Don’t want to take a grueling exam on the High Holy Days? Just bring a signed letter from your rabbi, and you’re excused.

Sound a bit intrusive? That’s what Ruth Carter thought when the state’s Board of Behavioral Sciences scheduled her marriage and family therapist’s licensing exam on Rosh Hashanah.

Instead of bringing a letter from a rabbi, she arranged for one from the Anti-Defamation League. The BBS changed its policy, Carter eventually passed her exam and all was well. That was 1996.

Carter was shocked, however, when she recently thumbed through the social workers’ professional journal and discovered that those wishing to reschedule the BBS licensing exam for religious reasons were still required to present a letter from a spiritual adviser.

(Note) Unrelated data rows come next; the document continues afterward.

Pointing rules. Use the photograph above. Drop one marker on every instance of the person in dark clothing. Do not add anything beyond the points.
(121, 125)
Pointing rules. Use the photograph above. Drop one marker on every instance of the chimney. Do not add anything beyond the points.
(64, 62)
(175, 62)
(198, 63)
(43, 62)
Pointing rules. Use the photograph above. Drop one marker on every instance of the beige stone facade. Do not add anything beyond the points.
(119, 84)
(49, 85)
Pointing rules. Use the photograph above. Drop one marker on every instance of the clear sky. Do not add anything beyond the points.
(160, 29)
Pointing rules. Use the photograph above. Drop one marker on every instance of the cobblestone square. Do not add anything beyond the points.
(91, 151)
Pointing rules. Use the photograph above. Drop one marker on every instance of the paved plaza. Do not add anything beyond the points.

“I don’t have to take any more exams, but I thought that policy was unjust,” said Carter, who practices in San Francisco.

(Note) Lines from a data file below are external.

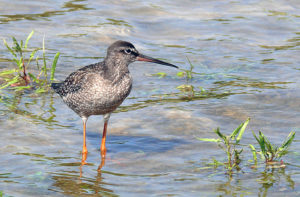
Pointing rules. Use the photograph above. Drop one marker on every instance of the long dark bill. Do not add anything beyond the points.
(145, 58)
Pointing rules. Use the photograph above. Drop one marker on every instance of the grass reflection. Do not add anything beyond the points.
(25, 104)
(69, 6)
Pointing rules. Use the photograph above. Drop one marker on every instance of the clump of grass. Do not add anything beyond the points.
(268, 151)
(229, 144)
(19, 78)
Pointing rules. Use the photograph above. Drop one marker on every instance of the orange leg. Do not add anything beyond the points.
(103, 148)
(84, 149)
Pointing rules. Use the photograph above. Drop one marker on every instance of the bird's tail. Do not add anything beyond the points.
(56, 86)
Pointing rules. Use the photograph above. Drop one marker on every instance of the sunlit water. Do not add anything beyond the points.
(246, 54)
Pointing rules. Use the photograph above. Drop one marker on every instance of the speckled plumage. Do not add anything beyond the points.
(98, 89)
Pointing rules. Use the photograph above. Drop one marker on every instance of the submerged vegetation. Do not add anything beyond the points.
(19, 78)
(229, 143)
(270, 152)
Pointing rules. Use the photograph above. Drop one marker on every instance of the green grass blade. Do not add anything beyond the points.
(288, 140)
(12, 81)
(253, 150)
(28, 38)
(9, 49)
(242, 130)
(44, 68)
(7, 72)
(217, 131)
(53, 68)
(17, 46)
(235, 132)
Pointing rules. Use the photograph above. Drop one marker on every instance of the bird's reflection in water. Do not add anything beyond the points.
(102, 162)
(68, 183)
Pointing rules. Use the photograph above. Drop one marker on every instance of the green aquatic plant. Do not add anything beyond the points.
(19, 78)
(269, 151)
(229, 144)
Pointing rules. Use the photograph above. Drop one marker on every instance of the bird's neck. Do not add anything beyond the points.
(115, 70)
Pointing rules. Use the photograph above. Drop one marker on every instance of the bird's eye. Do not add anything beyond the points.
(128, 51)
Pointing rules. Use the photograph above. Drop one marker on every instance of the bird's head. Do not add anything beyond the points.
(123, 51)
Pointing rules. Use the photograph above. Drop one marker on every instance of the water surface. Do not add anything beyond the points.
(245, 55)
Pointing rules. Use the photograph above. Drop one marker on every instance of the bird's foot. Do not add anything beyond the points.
(84, 156)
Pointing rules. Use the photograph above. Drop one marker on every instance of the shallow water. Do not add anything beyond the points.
(245, 55)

“What’s the big deal if you don’t take the test on Friday or Saturday? Why can’t you take it on a Sunday if you’re an observant Jew? You still have to take the test, you can’t not take it.”

Regional ADL Director Jonathan Bernstein agreed with Carter, sending the BBS a letter early last month. In it, he suggested that instead of insisting upon documentation from a religious official, a “notarized letter from the test registrant signed under penalty of perjury” should suffice.

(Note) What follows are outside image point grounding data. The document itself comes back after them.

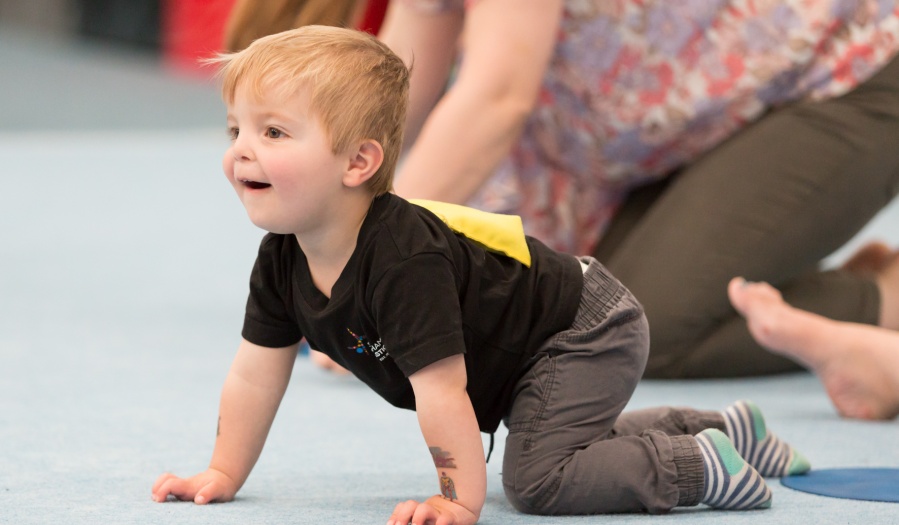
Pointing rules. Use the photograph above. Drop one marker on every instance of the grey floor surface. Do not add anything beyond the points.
(125, 258)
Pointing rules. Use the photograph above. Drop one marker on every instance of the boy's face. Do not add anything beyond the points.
(281, 164)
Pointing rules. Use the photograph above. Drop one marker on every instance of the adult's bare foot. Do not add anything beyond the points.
(857, 364)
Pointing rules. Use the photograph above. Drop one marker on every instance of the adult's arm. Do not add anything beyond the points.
(507, 45)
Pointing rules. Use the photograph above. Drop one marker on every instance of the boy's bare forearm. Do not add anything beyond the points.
(250, 398)
(450, 429)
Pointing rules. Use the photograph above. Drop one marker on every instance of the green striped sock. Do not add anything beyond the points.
(766, 452)
(730, 482)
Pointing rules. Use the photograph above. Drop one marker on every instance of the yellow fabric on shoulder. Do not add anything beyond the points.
(499, 233)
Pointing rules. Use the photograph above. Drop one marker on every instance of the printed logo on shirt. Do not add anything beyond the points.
(363, 346)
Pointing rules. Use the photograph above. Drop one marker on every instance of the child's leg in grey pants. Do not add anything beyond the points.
(569, 449)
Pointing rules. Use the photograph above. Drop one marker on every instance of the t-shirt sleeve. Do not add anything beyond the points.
(269, 319)
(417, 309)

Sherry Mehl, the BBS’ executive officer, had little trouble with that suggestion, and it was officially adopted within a week.

“The government doesn’t want to get into the business of deciding how religious you are,” explained Bernstein of the ADL’s position.

“They just shouldn’t be doing that. That’ll end up causing all kinds of trouble.”

He praised the BBS, which licenses both therapists and social workers, for “doing the responsible thing and responding quickly.”

Mehl was surprised to learn the ADL had written a nearly identical letter to her predecessor, however.

“If the policy was changed, it should have stayed changed. It would have been reflected in the policy,” she said.

“The policy has been around as long as I’ve been here.”

This time, however, the policy has been changed, in writing, and has been updated on the BBS Web site and in mailings.

The 45-minute oral licensing exam for therapists and social workers has a pass rate hovering at roughly 50 percent or less. About 2,000 candidates take the test every year. The test’s highly competitive nature necessitates verification of one’s religious obligations if he or she wishes to reschedule, according to Mehl.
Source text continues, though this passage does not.